Building custom Chromium #1

As an introduction I would like to write about my current task at my current job without spilling any secrets. I am working on an Android client for rather large secure application platform. The project has several levels, but the main idea is that there HTML5 applications at the top. These are run by a custom version of chromium that is linked together with our platform libraries and only communicates with our servers. The whole should be multi-platform, that is why we have clients for the major OSs, and Android is my responsibility.You would think there nothing new in it. Since the existence of WebKit this is becoming a common way to create multi-platform applications. Write the UI in HTML5, the logic in Javascript then run the whole thing with a built-in browser component. The difference with our stuff is that we needed to integrate our library into the lower levels of chromium. For the desktop client we used the CEF project, but that doesn’t exist for Android. Before me they would patch the original chromium source, build it for android and then rename the whole jni-java part of it. But that is a nightmare to maintain so the code was at least 2 years old.

I chose the Crosswalk project, which sounded right, because it supports mobile platforms, and they claimed they keep up with the chromium source changes. The problem with the whole project is that it is designed as a plug-n-play tool. If you download their packages, there are convenient tools to create an android app from the ground up and only write HTML5 stuff. It also integrates really well with Cordova, which is a project designed to support web applications on all platforms with an easy-to-use API. It provides access to platform features (for example GPS, Contacts…) for the HTML5 apps. And although we also use Cordova in our web apps, this was not enough for our needs.

I needed to create an android app that can connect to our API through a JNI bridge and I needed to use custom chromium to display/run our webapps. I could reuse our patchfiles from CEF because both of them built on the chromium source but of course I also needed to patch the crosswalk part of the code and build everything on Android which was done just enough that I could have a slight idea of what to do, but far from complete.

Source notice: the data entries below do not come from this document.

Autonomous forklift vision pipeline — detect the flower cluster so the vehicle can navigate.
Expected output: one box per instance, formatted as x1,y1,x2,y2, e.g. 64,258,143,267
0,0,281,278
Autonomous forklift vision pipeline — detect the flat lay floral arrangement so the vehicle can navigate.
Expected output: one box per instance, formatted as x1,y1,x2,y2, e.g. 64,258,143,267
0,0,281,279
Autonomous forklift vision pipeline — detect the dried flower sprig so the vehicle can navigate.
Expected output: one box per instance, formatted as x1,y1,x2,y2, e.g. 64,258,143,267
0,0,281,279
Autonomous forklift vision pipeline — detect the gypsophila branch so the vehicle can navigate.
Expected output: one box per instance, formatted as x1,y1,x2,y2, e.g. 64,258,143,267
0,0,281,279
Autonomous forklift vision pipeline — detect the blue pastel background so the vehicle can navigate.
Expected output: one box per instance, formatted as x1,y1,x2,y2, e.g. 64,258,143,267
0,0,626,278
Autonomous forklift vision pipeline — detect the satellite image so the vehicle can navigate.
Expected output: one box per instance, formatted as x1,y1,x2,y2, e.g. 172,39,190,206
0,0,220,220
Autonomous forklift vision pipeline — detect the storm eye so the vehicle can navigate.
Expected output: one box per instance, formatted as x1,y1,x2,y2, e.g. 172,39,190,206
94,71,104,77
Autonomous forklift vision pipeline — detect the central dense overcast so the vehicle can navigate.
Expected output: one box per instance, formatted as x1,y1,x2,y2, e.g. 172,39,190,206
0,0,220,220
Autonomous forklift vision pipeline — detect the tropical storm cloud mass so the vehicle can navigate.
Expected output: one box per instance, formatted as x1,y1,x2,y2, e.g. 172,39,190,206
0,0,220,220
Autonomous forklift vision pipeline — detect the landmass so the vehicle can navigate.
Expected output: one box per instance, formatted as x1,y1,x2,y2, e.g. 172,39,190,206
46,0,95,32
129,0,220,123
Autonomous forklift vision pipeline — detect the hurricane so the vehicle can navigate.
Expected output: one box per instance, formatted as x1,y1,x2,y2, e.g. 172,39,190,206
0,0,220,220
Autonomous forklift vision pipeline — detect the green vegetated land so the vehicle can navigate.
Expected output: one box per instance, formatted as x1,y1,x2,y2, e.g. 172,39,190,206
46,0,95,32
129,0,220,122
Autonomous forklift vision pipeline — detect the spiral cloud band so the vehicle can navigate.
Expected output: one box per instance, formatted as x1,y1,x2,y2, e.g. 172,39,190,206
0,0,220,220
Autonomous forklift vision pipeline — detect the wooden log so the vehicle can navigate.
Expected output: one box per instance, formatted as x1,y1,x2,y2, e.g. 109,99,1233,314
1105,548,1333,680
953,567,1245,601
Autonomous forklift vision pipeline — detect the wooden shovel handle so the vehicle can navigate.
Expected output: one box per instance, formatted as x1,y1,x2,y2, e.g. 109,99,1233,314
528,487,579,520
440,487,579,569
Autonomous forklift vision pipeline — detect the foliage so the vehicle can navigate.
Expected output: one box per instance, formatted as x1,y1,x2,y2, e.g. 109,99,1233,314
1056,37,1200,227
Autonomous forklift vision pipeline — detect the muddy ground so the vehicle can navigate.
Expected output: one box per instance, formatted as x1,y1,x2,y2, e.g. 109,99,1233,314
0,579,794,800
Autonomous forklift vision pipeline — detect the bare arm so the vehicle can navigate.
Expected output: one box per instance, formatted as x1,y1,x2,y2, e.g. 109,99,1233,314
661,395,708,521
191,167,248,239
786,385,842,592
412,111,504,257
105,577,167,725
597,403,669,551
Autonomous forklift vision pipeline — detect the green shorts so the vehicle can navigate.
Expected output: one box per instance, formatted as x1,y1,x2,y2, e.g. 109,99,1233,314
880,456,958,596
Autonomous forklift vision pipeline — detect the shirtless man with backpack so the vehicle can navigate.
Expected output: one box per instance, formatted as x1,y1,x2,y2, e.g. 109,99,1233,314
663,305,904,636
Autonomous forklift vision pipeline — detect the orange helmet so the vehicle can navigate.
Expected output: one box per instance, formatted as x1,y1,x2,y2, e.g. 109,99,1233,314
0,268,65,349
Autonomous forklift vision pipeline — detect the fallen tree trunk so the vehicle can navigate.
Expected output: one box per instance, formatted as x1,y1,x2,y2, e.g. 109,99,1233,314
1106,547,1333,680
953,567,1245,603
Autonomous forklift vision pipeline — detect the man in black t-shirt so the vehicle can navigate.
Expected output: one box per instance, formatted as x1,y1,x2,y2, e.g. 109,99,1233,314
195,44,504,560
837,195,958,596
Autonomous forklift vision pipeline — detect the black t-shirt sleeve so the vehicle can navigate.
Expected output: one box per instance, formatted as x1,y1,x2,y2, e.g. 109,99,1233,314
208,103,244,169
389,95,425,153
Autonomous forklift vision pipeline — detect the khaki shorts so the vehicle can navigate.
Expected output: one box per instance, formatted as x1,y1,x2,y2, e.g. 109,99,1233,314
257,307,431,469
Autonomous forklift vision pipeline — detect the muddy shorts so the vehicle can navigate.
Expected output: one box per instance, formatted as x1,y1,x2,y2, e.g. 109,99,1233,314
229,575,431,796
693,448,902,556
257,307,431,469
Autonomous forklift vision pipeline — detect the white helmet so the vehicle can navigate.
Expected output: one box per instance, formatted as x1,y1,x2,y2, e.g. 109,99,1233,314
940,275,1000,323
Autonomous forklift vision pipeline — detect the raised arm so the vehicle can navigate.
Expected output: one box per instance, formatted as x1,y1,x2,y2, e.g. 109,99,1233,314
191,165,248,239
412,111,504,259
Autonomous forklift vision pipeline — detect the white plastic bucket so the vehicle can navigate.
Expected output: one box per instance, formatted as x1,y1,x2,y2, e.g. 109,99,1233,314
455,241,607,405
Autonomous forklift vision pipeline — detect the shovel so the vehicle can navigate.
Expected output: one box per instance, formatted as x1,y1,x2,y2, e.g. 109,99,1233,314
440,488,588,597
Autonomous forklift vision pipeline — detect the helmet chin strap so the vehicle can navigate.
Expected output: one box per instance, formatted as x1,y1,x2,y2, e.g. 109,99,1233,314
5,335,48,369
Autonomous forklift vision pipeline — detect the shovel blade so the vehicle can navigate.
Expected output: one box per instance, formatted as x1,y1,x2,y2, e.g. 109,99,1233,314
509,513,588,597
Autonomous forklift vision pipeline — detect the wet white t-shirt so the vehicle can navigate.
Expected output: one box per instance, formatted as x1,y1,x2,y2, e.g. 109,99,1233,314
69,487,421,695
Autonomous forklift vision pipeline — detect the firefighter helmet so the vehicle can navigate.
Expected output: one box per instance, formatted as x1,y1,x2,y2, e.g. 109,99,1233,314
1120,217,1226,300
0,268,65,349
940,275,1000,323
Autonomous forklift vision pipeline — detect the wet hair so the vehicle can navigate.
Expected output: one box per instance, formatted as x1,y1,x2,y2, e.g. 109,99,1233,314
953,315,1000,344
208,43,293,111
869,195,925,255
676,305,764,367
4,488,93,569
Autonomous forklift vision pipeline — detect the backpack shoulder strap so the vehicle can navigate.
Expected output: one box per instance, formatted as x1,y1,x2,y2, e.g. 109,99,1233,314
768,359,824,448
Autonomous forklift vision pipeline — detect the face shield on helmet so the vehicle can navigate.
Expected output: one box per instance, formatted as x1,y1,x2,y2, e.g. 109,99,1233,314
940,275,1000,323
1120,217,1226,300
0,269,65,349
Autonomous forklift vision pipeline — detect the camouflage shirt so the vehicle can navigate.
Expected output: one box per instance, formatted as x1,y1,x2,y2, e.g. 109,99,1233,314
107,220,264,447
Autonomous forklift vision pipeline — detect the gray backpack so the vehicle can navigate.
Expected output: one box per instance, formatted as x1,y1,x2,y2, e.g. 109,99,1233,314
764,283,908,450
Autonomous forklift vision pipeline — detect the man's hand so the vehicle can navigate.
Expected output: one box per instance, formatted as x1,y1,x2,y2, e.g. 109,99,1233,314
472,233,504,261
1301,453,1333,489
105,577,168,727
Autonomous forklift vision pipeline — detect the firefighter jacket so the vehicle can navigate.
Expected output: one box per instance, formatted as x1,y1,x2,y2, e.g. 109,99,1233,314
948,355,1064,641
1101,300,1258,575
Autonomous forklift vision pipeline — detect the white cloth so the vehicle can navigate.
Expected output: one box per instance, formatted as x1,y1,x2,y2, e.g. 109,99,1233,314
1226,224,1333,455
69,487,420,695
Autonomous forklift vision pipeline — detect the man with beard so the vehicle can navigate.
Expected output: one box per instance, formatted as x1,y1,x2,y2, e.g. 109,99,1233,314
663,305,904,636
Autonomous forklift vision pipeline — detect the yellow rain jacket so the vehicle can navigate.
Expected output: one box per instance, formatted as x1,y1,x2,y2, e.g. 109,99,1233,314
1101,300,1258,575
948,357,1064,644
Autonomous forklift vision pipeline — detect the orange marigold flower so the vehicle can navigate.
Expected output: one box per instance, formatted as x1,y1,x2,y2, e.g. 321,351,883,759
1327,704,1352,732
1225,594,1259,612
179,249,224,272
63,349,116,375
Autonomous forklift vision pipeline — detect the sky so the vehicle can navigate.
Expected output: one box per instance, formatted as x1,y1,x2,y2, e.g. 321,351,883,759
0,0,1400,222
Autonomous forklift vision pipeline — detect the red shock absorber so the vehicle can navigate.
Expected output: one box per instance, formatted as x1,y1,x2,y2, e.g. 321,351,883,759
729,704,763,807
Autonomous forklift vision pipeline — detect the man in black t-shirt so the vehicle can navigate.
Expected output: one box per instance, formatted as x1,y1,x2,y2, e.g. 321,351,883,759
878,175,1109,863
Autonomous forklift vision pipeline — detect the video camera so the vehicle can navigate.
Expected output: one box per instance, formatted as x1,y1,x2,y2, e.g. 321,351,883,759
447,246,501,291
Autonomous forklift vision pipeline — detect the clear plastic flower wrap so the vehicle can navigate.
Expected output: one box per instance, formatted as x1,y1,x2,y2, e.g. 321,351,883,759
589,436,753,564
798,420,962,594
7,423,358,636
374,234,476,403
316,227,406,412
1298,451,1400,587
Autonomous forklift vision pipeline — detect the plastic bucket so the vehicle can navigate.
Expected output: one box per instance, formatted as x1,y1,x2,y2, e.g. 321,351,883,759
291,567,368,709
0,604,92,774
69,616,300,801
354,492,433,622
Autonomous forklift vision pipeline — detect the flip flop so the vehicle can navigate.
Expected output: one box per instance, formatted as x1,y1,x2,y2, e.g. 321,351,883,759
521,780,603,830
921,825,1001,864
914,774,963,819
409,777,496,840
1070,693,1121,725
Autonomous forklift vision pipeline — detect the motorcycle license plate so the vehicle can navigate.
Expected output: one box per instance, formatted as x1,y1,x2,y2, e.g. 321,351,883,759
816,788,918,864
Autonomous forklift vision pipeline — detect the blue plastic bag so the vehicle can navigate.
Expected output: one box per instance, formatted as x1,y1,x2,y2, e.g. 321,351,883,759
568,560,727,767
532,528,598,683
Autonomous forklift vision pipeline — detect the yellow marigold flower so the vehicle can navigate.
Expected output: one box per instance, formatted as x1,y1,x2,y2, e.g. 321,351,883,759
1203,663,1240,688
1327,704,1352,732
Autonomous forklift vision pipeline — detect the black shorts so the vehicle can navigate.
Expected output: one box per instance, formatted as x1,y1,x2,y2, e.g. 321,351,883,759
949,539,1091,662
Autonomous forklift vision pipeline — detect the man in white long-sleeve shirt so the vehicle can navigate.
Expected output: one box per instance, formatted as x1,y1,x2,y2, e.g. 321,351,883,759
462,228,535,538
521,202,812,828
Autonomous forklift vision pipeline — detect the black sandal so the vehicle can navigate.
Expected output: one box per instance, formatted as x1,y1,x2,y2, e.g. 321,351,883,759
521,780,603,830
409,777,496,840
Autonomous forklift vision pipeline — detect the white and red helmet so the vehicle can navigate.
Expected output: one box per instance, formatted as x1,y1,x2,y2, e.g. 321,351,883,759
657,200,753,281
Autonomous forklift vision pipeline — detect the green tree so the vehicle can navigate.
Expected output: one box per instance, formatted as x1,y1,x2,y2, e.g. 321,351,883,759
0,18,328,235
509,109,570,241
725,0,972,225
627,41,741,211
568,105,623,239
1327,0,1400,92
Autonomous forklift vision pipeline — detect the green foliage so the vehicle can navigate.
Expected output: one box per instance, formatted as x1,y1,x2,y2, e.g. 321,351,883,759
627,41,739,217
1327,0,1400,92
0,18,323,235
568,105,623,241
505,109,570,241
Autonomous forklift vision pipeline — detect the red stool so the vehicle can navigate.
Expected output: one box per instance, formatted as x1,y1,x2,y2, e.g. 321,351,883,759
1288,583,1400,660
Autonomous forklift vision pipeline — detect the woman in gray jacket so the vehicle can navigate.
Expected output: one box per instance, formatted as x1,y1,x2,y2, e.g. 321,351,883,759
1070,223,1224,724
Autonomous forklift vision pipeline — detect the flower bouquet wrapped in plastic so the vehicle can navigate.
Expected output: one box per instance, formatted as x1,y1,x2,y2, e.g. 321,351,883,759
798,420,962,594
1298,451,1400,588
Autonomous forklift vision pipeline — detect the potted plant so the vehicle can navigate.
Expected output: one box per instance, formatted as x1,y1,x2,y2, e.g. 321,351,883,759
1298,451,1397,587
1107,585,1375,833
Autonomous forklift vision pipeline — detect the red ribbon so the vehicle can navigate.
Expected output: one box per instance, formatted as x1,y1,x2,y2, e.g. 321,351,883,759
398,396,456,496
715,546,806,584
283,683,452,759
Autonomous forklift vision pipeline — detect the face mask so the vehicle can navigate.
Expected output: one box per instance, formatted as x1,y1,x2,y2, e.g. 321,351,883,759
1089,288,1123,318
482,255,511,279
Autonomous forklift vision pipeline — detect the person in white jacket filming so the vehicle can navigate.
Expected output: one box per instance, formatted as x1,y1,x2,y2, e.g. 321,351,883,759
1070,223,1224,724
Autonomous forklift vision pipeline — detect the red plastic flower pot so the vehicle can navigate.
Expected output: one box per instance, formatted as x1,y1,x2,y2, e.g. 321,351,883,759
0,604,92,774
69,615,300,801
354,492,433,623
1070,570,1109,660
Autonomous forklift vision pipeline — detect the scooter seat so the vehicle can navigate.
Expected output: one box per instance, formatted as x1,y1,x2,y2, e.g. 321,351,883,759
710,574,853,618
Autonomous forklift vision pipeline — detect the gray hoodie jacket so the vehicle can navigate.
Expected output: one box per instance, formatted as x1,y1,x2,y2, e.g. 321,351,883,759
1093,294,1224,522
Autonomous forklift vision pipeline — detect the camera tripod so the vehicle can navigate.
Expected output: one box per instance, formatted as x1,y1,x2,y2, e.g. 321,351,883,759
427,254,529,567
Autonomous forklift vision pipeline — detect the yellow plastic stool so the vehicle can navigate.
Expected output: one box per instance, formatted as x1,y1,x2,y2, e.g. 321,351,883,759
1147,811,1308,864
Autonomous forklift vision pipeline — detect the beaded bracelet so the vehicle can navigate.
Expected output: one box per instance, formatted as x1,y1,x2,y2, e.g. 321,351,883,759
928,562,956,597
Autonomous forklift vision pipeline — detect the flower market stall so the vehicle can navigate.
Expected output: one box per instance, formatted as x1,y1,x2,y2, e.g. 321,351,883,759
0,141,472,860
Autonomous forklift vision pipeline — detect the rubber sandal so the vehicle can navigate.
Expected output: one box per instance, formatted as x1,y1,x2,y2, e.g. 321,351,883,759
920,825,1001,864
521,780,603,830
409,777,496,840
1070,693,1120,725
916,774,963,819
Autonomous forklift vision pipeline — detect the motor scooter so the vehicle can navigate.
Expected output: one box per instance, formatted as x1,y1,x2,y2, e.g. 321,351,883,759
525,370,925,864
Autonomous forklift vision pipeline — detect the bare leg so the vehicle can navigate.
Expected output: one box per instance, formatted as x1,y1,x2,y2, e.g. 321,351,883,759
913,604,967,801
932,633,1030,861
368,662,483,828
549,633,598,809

The main problem was to configure every element to use the same toolchain, which meant 5 different configuration: OpenSSL, ICU, Boost, CMAKE, GYP/GN. I almost needed to configure scons as well, but luckily the android client didn’t need that library. Some project needed to standalone-toolchain version of the NDK, other needed the whole stuff. In the end I managed to build everything with GCC and linking it against the LLVM C++ library, which seems like a crazy idea, but chromium somehow worked better with that library and our project compiled better with GCC, so I had to compromise. The only price was patching LLVM library in the NDK itself (llvm-gcc bug), apart from the weeks of trying out different configuration options.